# Refining Library



## goldsilverpro (Mar 24, 2012)

Here's most of what I have


----------



## rusty (Mar 24, 2012)

Can I digitize that lot.


----------



## Geo (Mar 24, 2012)

some of those books look well worn. some how i doubt you bought them second hand and them looking like that.the mark of a true reader.


----------



## vegaswinner (Apr 15, 2012)

Nice collection!

Other than Hoke which one of those books would you recommend as an essential read for the budding gold refiner?


----------



## goldenchild (Apr 15, 2012)

rusty said:


> Can I digitize that lot.



What are those strange rectangular objects with writings all over them?


----------



## goldsilverpro (Apr 16, 2012)

vegaswinner said:


> Nice collection!
> 
> Other than Hoke which one of those books would you recommend as an essential read for the budding gold refiner?



I don't know about essential, but Ammen or Loewen would be the next on my list.


----------



## Lobby (Apr 16, 2012)

What's a chemist doing with Perry's? :roll: 

:mrgreen:


----------



## NobleMetalWorks (Apr 16, 2012)

I just recently received Ammen, and although I am only recovering and refining electronics or jewelry, I have to say that there is a lot of really great information in it. A lot of things that I have learned here, but it looks like, just thumbing through it, there is a ton of good information that I can use.

Here is my current library (still growing)

Handbook of Chemistry and Physics 61st edition (Nice reference, I plan on getting a later printing mine is dated 1980-81.

The Merck Index, 9th Edition an encyclopedia of chemicals and drugs (shows the molecular structure of molecules, helps in understanding chemistry)

Refining Precious Metal Wastes, C. M. Hoke (of course)

GOLD Recovery, Properties and Applications, E. M. Wise (Wise actually worked on the Manhattan Project) TONS of Data on the properties of gold, and different gold alloys and much much more.

Recovery and Refining of Precious Metals (second edition), C. W. Ammen I haven't read this yet, but like I said above it looks like a good read.

Small Scale Refining of Jewelers Waste, Roland Loewen (Haven't received it yet so I cannot comment)

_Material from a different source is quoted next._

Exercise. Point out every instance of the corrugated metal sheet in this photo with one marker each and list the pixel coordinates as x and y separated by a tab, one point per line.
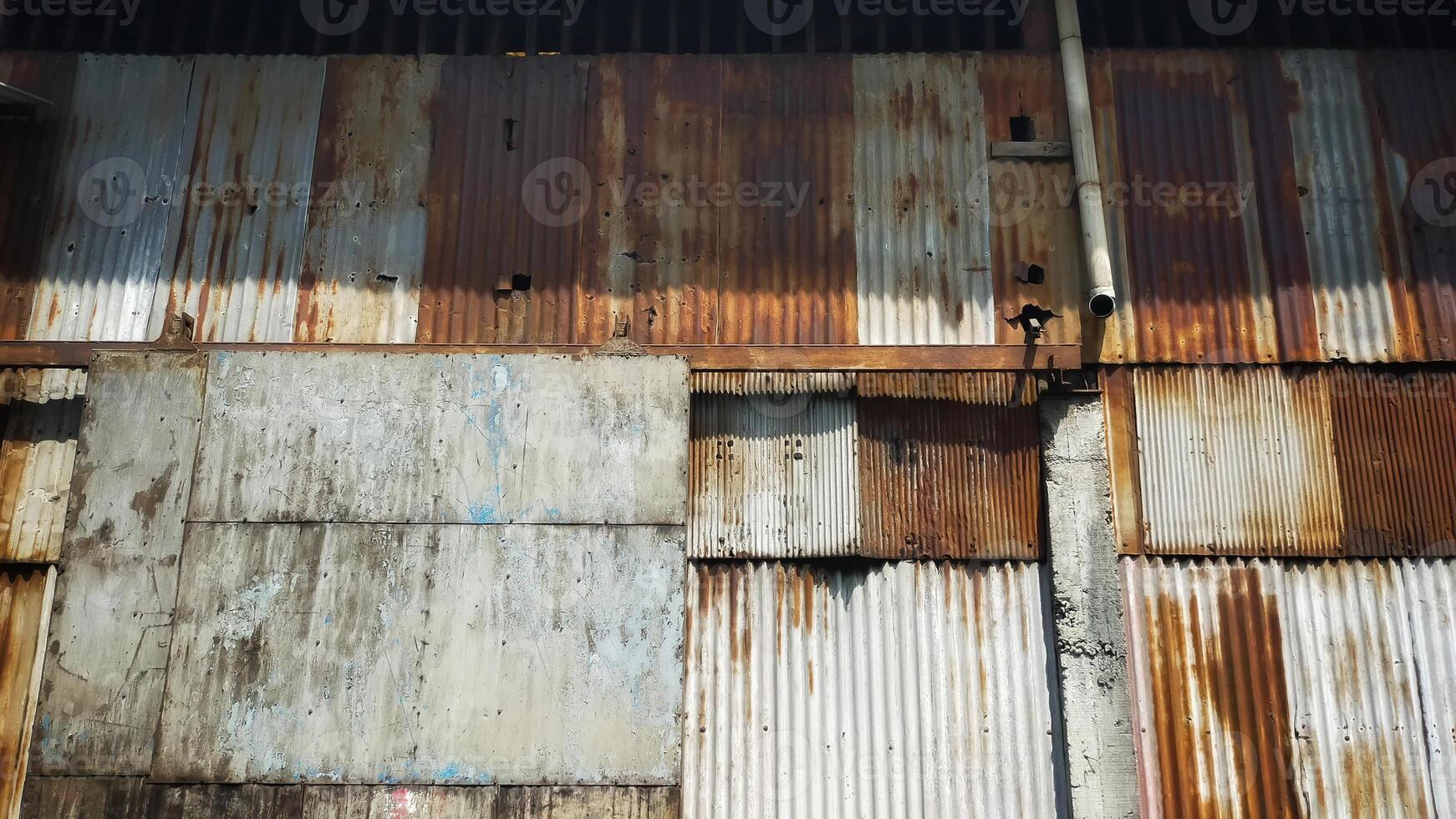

Silver: Economics, Metallurgy and Use, Butts & Coxe (Haven't received this one yet either)

There are still a few others I want to purchase, like Metal Casting by Ammen for example. What would be another good book about melting and casting and even molding? Also, can anyone suggest good books on electrochemical chemistry in regards to precious metals, specifically electrolytic cells?

Anyone have any suggestions of books I might be interested in to fill in any gaps in recovering and refining I may have in my current library?

THANKS!


----------



## Westerngs (Apr 16, 2012)

GSP, Nice library. I recognize most of my old friends there. 

I also like "The Sampling and Assay of the Precious Metals" by Ernest A. Smith. I have a copy of Agricola's De Re Metallica just because it's good reading
and a book I have used extensively is Vogel's Textbook of Quantitative Inorganic Analysis. I have the 2nd edition so it's a little outdated but still very useful for wet analytical chemistry.

Has anyone run across any books on smelting gold and silver that contains detailed fluxing instructions for removal of impurities such as Se and Te? I have been looking but no joy.


----------



## Palladium (Apr 16, 2012)

Looking at that those books a few years ago i don't believe i would have had the same respect for that collect as i do today. Looking at it today i can truly appreciate the wisdom and knowledge contained in that collection. Funny how one perceives things when looking from the outside in. But then once inside it's all clear as glass.


----------



## goldsilverpro (Apr 17, 2012)

SBrown,

Before buying a newer CRC Chemistry and Physics Handbook, you should read this thread.
http://www.goldrefiningforum.com/phpBB3/viewtopic.php?f=54&t=13674

I notice there are some new listings on Amazon for the 44th edition, cheap. In my opinion, it's the last good one, at least for what I'm interested in (inorganic chemistry). That's what I would buy, were I you. It's more complete than anything newer, unless you're interested in organic chemistry.
http://www.amazon.com/gp/offer-listing/B000NBGMRQ/ref=dp_olp_used?ie=UTF8&condition=used

I recently bought the 88th edition (2007-2008) and was disappointed. I like the 52nd one I have better. However, since I got the 44th a few weeks ago, it's the only one I use.


----------



## NobleMetalWorks (Apr 17, 2012)

Thank you, I appreciate the heads up, I'm going to purchase the one you suggested. It's going to be a long time if ever, before I am going to try to use organic chemistry to recover/refine PM. I can't see any point in spending a lot of money for information on chemistry I am not going to use.


----------



## goldsilverpro (Apr 17, 2012)

SBrown said:


> Thank you, I appreciate the heads up, I'm going to purchase the one you suggested. It's going to be a long time if ever, before I am going to try to use organic chemistry to recover/refine PM. I can't see any point in spending a lot of money for information on chemistry I am not going to use.



Do it fast. The last time I listed those 44th editions that were being sold on Amazon, they were gone quickly.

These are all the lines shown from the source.